TOA: What did you think about educating lawmakers on Capitol Hill about musculoskeletal issues?
Jordan Handcox: It was my first time engaging in advocacy efforts in DC, and I found our time there incredibly exciting and inspiring! Even though we were fairly focused on one or two narrow pieces of legislation, it really felt important that orthopedic surgeons as a group came together and unified for a common goal. Together, it genuinely seemed that we actually had the ability to move the legislative needle in a better direction for our patients and for the practice of our craft. It showed me that the value of our strength is in our unity of voice and message, and the AAOS National Orthopaedic Leadership Conference visit really made me feel that together, we actually can make some kind of a difference in this ever-changing health care landscape.
Dylan Homen: I thought it was an extremely valuable learning opportunity. I found it to be a unique step in my development as a young surgeon in training. More than just an interesting change of pace from typical clinical duties, this was a highly fulfilling experience and one that I hope to be a part of for years to come.
TOA: Not many residents jump at the opportunity to join TOA in its advocacy work. What sparked your interest?
Jordan Handcox: A physician’s life is relentlessly busy and full of competing interests for the precious commodity of our time. Often, we feel like we don’t have the time, energy or bandwidth for just one more additional thing in our life, and advocacy or legislative work can feel daunting and like something we just don’t have the time to understand and rally behind. The unfortunate result of this is that many of the people making actual health care policy decisions (legislators, lobbyists, administrators) are not the people who are actually on the ground caring for patients or running a practice.
I am a part of TOA because our group gives actual orthopedic surgeons and patients a voice on important health care issues and acts as an important bridge between surgeons/patients and the esoteric world of state health care politics. TOA does a great job of not only educating us on all the important issues, but it provides us with actual actionable things we can do (strategic phone calls, letters to legislatures, fundraising, etc.) to affect decision making in our state.

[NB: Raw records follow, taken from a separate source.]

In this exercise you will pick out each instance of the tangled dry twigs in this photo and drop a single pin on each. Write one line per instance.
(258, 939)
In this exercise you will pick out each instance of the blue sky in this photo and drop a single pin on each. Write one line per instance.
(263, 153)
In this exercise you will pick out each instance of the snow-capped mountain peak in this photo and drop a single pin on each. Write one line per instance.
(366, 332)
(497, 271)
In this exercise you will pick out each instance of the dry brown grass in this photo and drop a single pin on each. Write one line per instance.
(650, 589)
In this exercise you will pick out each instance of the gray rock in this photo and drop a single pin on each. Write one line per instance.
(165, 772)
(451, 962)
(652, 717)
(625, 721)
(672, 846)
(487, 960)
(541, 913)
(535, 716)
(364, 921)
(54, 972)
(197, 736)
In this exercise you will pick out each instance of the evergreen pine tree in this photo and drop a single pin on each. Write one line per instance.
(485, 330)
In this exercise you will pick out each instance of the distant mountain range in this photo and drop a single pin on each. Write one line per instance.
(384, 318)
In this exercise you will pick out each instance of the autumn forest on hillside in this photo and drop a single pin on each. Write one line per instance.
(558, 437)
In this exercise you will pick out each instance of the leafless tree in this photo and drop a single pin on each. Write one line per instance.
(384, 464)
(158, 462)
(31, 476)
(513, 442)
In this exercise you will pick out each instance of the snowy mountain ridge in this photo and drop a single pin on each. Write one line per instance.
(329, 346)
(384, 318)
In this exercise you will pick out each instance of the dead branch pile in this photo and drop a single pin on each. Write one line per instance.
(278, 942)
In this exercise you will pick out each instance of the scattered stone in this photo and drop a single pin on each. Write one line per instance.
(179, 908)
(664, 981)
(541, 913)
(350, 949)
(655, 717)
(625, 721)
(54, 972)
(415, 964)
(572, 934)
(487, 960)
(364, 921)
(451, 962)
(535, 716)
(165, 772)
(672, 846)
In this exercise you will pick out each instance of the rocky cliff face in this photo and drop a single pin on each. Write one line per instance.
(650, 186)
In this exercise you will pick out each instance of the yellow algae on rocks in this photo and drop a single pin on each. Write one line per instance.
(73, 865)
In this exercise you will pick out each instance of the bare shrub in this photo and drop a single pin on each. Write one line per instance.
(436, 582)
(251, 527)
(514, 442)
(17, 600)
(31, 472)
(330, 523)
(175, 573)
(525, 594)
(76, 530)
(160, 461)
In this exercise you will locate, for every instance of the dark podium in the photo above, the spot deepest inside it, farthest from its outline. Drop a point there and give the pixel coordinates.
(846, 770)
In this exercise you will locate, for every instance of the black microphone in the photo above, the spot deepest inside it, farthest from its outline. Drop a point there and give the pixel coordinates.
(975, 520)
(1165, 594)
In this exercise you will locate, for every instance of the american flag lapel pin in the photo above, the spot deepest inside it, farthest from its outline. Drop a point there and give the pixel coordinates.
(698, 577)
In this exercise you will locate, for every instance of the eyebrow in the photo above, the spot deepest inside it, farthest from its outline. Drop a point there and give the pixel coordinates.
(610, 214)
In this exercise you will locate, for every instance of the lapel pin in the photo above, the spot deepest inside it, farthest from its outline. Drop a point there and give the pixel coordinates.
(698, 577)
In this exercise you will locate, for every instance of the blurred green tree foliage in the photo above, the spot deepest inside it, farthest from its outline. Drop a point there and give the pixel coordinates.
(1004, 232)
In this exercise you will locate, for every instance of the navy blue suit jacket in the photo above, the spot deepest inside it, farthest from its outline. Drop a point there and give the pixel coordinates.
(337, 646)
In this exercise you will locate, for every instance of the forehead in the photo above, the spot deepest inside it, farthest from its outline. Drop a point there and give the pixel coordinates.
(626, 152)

Dylan Homen: I am completing my training at a time when health care is on the forefront of the minds of United States citizens and a massively important facet of the current political landscape. We in medicine tend to think research activities when describing advancement of the field. This advocacy work, however, presents a different avenue to foster very real change in the field of orthopaedics and medicine in general. As a native-born Texan, the TOA allows me to channel an interest in health care politics, particularly as it pertains to my home state. It’s a rare and invaluable experience.
TOA: What do you see our role in an advocacy standpoint following your residency?
Jordan Handcox: Right now is a very interesting time of change in health care policy, both locally within the state of Texas and nationally, as well. Because of the ever-shifting landscape of health care law, it can be difficult to keep up with where things are and where they are going. I hope to stay involved with TOA beyond residency and work to help orthopedic surgeons in our state understand the changes coming that will affect our practice in the short and long terms, where and when we should really pay attention and how we can strategically get involved with our limited time. The practice of orthopedic surgical care is constantly changing, and I hope to help local orthopedic surgeons stay involved and stay aware in a meaningful way.
Dylan Homen: I sincerely hope to remain involved with the Texas Orthopaedic Association and other advocacy organizations. My goal is to become increasingly well versed in the processes with each passing year, allowing me to be a more valuable asset to the association. I would like to continue to contribute and help in any way possible and I would strive to encourage the pursuit of similar interests in like-minded colleagues that follow me.